Cencora misses revenue estimates on weight-loss drug shortage

By Mariam Sunny

(Reuters) -Cencora missed Wall Street estimates for second-quarter revenue on Wednesday as a shortage of popular weight-loss drugs constrained sales, sending the drug distributor's shares down 4%.

Overwhelming demand for newer weight-loss treatments known as GLP-1 agonists, including Novo Nordisk's Wegovy and Eli Lilly's Zepbound, has weakened supply and most dosages of these drugs are now in shortage.

"While we've continued to see growth in sales of GLP-1 products, this quarter, the growth rate moderated as we lapped the rapid adoption of the products in the second quarter of our fiscal 2023 and due to GLP-1 supply constraints in the quarter," Cencora CFO James Cleary said on an earnings conference call.

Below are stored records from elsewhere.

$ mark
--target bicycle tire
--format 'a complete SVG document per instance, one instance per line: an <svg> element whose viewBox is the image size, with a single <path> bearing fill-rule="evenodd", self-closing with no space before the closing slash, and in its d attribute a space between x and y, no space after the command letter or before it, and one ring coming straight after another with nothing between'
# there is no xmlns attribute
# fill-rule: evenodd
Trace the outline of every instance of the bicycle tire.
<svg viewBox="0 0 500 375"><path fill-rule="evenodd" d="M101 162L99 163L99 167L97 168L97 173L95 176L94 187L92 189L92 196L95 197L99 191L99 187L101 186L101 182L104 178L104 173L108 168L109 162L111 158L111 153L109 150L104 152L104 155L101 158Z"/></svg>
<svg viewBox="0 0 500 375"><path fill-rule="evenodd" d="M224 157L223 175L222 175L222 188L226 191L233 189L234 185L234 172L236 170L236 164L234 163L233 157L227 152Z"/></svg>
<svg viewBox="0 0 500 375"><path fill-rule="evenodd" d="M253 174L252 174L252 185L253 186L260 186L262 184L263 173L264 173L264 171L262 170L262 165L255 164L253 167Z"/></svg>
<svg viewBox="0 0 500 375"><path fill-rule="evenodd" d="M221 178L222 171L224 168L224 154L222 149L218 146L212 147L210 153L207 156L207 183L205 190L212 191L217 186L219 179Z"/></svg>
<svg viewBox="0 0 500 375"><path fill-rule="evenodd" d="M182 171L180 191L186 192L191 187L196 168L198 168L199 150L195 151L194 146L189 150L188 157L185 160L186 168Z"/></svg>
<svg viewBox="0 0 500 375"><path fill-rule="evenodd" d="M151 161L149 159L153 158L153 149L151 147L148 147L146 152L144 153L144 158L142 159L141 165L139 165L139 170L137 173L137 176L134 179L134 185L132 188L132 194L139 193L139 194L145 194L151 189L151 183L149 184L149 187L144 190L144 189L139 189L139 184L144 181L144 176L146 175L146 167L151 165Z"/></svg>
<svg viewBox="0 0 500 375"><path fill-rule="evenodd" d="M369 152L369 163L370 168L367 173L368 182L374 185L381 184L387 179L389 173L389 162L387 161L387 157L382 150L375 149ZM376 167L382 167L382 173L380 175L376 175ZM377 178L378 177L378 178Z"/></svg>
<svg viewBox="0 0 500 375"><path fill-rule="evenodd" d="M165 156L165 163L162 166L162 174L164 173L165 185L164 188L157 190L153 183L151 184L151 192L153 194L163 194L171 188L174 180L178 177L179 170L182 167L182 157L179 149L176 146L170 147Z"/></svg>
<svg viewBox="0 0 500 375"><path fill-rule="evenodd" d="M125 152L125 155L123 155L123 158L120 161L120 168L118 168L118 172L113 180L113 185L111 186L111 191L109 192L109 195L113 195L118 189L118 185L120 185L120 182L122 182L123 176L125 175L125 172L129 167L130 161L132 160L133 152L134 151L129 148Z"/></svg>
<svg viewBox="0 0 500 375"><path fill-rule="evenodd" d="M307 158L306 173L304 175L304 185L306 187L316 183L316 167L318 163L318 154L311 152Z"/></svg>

Sales at Cencora's U.S. healthcare business, its largest unit by revenue, came in at $61.3 billion in the second quarter ended March 31, compared with analysts' estimates of $63.37 billion, according to LSEG data.

Total sales rose nearly 8% to $68.41 billion, below estimates of $70.65 billion.

However, the company beat expectations for quarterly profit despite a rise in costs.

Its operating expenses jumped more than 14% to $2 billion, higher than estimates of $1.5 billion, primarily due to higher litigation and opioid-related costs.

Cencora also raised the lower end of its 2024 adjusted earnings forecast, driven by robust demand for costly specialty medicines that treat complex diseases such as cancer and rheumatoid arthritis.

It now sees full-year adjusted earnings of between $13.30 and $13.50 per share, from $13.25 to $13.50 estimated previously.

Analysts were expecting an annual profit of $13.45 per share.

On an adjusted basis, Cencora reported quarterly profit of $3.80 per share, beating estimates of $3.69.